Ordered that the order is affirmed insofar as appealed from, with costs.

The plaintiff Boris Vertsberger allegedly sustained injuries when he fell after his foot became lodged in iron rods sticking up from a street light pole foundation. The injured plaintiff alleges that the dangerous condition was created during a street light installation and relocation project performed by the defendant Welsbach Electric Corp. (hereinafter Welsbach) under a contract with the defendant City of New York. According to Welsbach, a protective base installed at this location covered the allegedly dangerous condition. However, Welsbach contends that the protective base was removed by an unknown third party at some point before the accident.
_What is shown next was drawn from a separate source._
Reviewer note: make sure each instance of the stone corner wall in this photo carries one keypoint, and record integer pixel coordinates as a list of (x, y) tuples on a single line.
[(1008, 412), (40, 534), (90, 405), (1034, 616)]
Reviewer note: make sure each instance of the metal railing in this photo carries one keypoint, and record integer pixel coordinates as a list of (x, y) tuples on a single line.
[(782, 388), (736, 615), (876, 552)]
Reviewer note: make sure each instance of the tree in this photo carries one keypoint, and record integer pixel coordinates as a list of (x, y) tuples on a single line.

The injured plaintiff and his spouse sued the City, as owner of the public sidewalk, Welsbach, as the contractor on the streetlight replacement project, and Consolidated Edison, as the electric utility supplying power to the streetlights. Welsbach moved, inter alia, for summary judgment dismissing the complaint insofar as asserted against it, arguing that it owed no duty to the injured plaintiff with respect to the allegedly dangerous condition. The Supreme Court, inter alia, granted that branch of the motion. We affirm insofar as appealed from.
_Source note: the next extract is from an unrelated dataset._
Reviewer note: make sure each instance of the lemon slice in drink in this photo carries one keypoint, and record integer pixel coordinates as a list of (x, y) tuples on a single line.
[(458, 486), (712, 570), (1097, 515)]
Welsbach established its prima facie entitlement to judgment as a matter of law (see Alvarez v Prospect Hosp., 68 NY2d 320, 324 [1986]). In response, the plaintiffs failed to raise a triable issue of fact. As a general rule, a party such as Welsbach, which enters into a contract to render services, has not assumed a duty of care to third parties outside the contract, such as the injured plaintiff, who allegedly was injured as a result of the negligent performance of such contractual obligation (see Espinal v Melville Snow Contrs., 98 NY2d 136, 138-139 [2002]). Furthermore, contrary to the plaintiffs’ assertion, there was no *699evidence that Welsbach created or exacerbated a hazardous condition so as to fall within an exception to the general rule (see Espinal v Melville Snow Contrs., supra at 141-142).

The plaintiffs’ remaining contentions are without merit. Smith, J.P., H. Miller, S. Miller and Luciano, JJ., concur.